README.md

# LLaDA2.0-Uni ComfyUI Nodes

Custom ComfyUI nodes for [LLaDA 2.0-Uni](https://huggingface.co/inclusionAI/LLaDA2.0-Uni) — a unified multimodal diffusion language model supporting **text-to-image generation**, **image understanding (VQA)**, and **image editing**.

## Installation

> ⚠️ These nodes depend on the `encoder/` and `decoder/` modules in the project root. Do **not** copy `apps/comfyui` in isolation — the full repository must be present and the relative path `apps/comfyui` must be preserved.

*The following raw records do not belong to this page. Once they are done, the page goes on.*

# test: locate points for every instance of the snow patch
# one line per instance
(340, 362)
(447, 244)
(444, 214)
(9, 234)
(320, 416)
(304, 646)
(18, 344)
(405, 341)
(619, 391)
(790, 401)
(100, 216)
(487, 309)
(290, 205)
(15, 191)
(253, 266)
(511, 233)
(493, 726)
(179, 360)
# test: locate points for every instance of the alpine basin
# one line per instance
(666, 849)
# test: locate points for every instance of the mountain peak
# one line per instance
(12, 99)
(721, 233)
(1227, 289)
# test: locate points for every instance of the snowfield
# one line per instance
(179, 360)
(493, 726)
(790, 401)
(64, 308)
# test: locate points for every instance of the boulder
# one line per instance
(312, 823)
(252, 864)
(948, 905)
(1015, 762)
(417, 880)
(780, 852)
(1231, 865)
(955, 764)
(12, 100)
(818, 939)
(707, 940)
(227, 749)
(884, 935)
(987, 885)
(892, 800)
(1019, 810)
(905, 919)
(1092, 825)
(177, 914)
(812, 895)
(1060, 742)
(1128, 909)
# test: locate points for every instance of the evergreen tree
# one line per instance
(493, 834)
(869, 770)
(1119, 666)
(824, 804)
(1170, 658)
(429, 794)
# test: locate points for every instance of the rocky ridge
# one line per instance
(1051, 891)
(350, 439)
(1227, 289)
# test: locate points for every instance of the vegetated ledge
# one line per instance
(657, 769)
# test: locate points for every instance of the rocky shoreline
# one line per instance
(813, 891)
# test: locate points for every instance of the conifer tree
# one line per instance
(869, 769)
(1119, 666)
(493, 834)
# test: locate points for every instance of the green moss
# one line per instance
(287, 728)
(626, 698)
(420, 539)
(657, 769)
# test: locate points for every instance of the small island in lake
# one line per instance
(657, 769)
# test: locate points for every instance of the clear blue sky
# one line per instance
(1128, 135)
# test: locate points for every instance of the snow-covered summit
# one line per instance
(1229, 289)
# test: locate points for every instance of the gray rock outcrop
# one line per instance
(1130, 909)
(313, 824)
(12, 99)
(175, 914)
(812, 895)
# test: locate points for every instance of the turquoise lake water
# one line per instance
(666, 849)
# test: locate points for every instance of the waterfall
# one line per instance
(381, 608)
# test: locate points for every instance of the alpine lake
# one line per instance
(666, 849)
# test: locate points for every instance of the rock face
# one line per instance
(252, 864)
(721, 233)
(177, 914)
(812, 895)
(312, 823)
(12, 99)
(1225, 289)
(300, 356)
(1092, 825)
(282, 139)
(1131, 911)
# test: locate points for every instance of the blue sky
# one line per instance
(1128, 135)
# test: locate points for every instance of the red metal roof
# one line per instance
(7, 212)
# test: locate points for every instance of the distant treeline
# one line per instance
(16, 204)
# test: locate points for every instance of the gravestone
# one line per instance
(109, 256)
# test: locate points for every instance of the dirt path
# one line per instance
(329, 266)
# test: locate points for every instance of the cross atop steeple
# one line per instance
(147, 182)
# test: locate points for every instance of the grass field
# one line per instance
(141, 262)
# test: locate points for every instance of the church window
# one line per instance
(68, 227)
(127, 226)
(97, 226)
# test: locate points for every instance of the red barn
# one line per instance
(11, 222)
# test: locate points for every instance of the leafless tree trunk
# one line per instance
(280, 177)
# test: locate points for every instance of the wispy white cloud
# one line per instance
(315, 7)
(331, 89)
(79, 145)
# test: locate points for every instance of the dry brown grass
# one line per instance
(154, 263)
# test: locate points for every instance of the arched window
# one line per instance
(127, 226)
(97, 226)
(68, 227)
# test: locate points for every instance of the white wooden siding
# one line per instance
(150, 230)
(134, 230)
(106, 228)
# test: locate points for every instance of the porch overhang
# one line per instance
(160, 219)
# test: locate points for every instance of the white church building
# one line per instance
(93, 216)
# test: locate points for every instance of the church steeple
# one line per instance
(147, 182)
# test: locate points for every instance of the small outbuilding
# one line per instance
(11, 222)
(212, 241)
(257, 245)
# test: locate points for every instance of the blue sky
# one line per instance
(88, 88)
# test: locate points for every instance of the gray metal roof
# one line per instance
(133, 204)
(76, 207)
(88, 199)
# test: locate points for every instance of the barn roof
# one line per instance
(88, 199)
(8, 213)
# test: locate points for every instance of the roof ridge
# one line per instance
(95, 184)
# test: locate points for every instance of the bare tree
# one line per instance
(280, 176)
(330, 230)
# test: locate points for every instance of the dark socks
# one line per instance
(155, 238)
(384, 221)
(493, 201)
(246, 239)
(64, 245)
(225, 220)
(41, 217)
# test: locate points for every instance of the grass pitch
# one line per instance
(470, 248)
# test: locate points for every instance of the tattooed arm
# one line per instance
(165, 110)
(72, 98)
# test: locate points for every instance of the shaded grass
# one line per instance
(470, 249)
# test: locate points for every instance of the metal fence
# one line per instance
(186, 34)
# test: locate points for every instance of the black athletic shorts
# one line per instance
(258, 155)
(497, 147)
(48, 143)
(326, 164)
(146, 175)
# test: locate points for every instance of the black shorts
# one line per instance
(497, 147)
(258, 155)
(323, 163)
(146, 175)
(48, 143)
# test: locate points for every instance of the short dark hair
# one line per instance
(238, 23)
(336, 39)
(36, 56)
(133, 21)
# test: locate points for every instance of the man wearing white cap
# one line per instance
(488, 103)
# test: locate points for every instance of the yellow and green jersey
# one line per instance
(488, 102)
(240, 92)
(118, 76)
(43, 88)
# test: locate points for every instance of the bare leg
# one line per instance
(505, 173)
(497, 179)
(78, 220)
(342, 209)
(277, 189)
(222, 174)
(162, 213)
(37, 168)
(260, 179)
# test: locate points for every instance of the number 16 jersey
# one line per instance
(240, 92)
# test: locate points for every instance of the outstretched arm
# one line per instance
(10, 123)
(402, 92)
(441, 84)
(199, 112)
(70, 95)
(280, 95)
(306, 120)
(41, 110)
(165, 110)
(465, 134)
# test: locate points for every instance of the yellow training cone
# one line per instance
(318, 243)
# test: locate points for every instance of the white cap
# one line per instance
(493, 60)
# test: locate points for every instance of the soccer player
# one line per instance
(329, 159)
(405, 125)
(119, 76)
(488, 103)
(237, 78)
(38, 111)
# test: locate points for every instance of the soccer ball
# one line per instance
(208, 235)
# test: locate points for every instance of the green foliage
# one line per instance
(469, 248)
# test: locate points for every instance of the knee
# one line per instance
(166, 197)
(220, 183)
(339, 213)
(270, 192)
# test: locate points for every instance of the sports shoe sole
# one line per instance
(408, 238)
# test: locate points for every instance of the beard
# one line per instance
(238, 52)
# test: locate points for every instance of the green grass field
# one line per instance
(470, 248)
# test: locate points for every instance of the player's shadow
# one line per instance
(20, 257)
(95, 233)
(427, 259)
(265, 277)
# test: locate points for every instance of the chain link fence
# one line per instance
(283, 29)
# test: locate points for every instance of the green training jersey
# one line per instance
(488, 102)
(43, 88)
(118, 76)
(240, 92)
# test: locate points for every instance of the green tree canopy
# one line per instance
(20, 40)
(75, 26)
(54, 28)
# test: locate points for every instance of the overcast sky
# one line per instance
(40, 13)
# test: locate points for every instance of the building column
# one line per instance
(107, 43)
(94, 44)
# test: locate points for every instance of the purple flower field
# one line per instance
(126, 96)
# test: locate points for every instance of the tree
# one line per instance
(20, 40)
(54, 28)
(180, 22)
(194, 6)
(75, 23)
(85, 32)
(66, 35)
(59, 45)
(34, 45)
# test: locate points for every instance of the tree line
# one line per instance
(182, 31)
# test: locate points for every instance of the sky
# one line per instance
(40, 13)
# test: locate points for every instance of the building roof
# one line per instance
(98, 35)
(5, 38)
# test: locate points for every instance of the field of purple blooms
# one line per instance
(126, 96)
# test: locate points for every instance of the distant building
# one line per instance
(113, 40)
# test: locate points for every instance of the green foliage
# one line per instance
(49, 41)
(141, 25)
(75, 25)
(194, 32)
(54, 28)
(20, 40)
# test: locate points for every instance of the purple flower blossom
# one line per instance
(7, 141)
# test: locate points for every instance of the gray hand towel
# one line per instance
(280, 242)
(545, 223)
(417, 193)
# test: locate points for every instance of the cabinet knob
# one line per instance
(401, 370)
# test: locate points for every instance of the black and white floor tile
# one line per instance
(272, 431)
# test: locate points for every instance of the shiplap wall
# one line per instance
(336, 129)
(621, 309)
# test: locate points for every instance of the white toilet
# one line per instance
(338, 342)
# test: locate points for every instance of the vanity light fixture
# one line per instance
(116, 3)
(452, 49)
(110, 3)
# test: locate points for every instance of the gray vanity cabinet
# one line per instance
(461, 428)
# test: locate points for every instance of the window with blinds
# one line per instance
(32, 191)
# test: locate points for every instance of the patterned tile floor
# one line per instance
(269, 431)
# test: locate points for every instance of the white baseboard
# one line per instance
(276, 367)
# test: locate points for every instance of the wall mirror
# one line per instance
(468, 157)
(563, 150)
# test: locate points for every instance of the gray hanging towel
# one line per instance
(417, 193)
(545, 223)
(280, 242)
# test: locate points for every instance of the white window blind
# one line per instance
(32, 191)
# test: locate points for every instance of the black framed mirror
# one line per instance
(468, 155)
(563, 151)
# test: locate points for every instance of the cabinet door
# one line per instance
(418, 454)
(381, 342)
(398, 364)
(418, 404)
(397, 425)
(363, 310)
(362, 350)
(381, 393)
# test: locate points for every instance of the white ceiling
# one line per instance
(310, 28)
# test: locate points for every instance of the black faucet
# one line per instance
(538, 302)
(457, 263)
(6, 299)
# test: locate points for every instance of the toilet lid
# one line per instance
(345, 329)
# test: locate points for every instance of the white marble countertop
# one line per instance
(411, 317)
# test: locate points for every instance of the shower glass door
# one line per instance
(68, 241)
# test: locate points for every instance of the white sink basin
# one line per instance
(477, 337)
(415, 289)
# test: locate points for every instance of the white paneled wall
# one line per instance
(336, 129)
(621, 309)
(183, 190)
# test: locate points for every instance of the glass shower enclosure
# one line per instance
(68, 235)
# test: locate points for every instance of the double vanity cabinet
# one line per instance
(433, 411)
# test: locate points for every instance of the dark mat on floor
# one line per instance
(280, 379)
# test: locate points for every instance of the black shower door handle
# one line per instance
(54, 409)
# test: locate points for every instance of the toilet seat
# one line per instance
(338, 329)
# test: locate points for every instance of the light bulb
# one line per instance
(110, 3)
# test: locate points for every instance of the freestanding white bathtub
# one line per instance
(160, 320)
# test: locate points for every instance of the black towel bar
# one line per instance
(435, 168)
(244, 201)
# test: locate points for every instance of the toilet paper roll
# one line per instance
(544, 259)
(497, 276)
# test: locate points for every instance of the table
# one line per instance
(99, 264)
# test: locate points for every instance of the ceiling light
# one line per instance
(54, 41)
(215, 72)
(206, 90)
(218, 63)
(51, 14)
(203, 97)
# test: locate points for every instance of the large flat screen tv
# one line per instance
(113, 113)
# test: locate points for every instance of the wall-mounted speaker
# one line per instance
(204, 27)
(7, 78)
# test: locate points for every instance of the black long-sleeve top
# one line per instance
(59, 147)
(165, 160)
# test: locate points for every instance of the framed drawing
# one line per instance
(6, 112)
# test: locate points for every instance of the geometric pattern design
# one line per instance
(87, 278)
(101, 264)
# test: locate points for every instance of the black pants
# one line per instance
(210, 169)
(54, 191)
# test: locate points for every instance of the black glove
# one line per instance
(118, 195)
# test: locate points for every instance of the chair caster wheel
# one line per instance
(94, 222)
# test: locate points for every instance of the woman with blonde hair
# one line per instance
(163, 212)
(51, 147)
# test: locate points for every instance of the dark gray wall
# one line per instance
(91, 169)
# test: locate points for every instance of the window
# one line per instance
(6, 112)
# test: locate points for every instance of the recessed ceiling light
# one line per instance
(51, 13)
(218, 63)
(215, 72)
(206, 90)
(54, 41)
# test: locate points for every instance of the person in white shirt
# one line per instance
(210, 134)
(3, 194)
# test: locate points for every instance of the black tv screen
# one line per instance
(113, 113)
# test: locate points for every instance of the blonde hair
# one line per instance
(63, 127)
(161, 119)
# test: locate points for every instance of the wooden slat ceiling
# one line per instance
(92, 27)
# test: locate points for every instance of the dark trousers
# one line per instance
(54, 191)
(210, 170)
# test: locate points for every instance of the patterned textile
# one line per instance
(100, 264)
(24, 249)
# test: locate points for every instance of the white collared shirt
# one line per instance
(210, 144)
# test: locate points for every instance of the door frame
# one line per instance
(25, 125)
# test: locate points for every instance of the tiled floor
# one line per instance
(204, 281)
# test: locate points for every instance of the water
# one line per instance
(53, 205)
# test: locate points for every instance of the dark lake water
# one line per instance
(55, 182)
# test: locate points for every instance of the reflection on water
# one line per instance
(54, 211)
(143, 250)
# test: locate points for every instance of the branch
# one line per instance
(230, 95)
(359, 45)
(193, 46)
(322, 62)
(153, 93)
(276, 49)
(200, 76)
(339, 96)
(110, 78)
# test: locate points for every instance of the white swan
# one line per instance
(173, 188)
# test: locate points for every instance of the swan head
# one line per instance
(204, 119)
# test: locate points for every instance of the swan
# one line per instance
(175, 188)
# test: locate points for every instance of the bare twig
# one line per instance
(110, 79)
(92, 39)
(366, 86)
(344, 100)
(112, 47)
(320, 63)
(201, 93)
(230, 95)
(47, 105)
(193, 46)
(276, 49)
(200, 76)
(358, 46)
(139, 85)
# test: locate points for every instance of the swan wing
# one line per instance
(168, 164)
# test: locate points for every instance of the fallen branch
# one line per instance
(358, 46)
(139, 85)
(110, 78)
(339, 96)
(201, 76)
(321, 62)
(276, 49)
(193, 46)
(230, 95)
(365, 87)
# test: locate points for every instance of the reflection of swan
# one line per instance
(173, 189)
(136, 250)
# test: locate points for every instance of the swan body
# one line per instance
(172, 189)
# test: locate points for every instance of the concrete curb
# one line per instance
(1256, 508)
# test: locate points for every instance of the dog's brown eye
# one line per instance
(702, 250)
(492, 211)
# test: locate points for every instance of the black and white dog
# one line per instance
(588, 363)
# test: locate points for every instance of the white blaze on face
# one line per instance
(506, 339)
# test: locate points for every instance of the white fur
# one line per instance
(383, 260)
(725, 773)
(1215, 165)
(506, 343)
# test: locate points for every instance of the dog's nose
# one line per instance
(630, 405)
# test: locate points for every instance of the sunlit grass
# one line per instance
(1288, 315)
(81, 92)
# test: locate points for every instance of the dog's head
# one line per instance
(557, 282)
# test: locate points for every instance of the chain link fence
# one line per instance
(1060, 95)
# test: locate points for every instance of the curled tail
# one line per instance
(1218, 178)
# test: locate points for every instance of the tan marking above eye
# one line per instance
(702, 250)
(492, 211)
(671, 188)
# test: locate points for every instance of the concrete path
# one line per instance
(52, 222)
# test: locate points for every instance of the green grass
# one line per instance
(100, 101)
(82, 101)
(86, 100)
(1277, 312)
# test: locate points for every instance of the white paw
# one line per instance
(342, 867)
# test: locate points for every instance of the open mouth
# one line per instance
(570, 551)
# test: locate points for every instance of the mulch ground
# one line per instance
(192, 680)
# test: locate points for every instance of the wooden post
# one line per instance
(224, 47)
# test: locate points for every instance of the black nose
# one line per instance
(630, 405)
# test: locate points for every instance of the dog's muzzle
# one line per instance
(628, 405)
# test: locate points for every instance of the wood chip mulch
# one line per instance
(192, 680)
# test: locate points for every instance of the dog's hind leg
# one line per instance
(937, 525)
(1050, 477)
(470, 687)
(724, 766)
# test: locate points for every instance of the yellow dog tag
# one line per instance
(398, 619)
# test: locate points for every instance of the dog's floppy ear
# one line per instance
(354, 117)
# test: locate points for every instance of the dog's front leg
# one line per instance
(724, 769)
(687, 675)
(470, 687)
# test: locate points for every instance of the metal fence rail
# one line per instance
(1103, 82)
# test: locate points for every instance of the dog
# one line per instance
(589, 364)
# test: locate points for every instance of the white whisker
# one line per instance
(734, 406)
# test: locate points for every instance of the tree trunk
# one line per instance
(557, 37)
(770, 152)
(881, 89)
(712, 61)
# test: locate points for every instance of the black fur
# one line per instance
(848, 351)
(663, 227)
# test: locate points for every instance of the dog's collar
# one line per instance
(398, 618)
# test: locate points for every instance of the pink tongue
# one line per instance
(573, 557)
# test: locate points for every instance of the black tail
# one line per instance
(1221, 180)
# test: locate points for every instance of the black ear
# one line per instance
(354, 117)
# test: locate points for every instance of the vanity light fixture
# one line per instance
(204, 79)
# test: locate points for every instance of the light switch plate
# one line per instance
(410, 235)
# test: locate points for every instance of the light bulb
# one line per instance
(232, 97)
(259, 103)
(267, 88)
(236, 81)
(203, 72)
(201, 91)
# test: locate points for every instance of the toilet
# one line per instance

### Option 1: Clone + symlink (recommended)

```bash
# 1. Clone the full project
git clone https://github.com/inclusionAI/LLaDA2.0-Uni.git

# 2. Symlink into ComfyUI's custom_nodes
cd /path/to/ComfyUI/custom_nodes
ln -s /path/to/LLaDA2.0-Uni/apps/comfyui ./LLaDA2Uni
```

### Option 2: One-line installer

```bash
bash /path/to/LLaDA2.0-Uni/apps/comfyui/install.sh /path/to/ComfyUI
```

### Dependencies

```bash
pip install -r apps/comfyui/requirements.txt
pip install flash-attn --no-build-isolation  # optional, recommended
```

## Model Weights

In the Loader node, set the model path to either a HuggingFace repo ID or a local directory:

**HuggingFace (auto-download):**
```
inclusionAI/LLaDA2.0-Uni
```

**Local path:**
```
/path/to/LLaDA2.0-Uni
```

Expected directory layout:

```
LLaDA2.0-Uni/
├── config.json                       # LLM config
├── model-*.safetensors               # LLM weights
├── tokenizer.json
├── decoder/
│   ├── config.json
│   └── model.safetensors             # diffusion decoder
├── decoder-turbo/
│   ├── config.json
│   └── model.safetensors             # turbo decoder (8-step)
├── vae/
│   └── diffusion_pytorch_model.safetensors
└── image_tokenizer/
    ├── config.json
    ├── preprocessor_config.json
    ├── model.safetensors             # SigLIP-VQ weights
    └── sigvq_embedding.pt
```

## Nodes

| Node | Description |
|------|-------------|
| **LLaDA2.0_Uni Loader** | Load the model (Flash Attention / SDPA, optional CPU offload) |
| **LLaDA2.0_Uni Text-to-Image** | Generate VQ image tokens from a text prompt (supports thinking mode) |
| **LLaDA2.0_Uni Image Understanding** | Visual question answering |
| **LLaDA2.0_Uni Image Editing** | Edit an image with a text instruction |
| **LLaDA2.0_Uni Token Decoder** | Decode VQ tokens to pixels (turbo or normal mode) |
| **LLaDA2.0_Uni Unload Model** | Manually free VRAM |

## Example Workflows

### Text-to-Image
```
Loader → Text-to-Image → Token Decoder → Preview Image
```

### Image Understanding
```
Load Image + Loader → Image Understanding → Show Text
```

### Image Editing
```
Load Image + Loader → Image Editing → Token Decoder → Preview Image
```

## Parameters

### Loader
- `model_path` — HuggingFace repo ID or local directory
- `attention` — `flash_attn` (recommended) or `sdpa`
- `dtype` — `bf16` (recommended) or `fp8`
- `offload` — enable CPU offload for limited VRAM
- `device` — `cuda` or `cpu`

### Text-to-Image
- `prompt` — text description
- `width` / `height` — output resolution
- `steps` — LLM denoising steps (8–32)
- `cfg_scale` — classifier-free guidance scale
- `mode` — `standard` or `thinking`
- `seed` — random seed (`-1` = random)
- `block_length` — block size for block-wise denoising

### Token Decoder
- `decode_mode` — `decoder-turbo` (fast, 8 steps) or `normal` (50 steps)
- `decoder_steps` — number of steps when using `normal` mode
- `resolution_multiplier` — upscale factor (typically `2`)
- `unload_after` — release decoder VRAM after decoding (set `False` to keep cached for faster repeated decodes)

## License

Same as the parent project. See the repository root for details.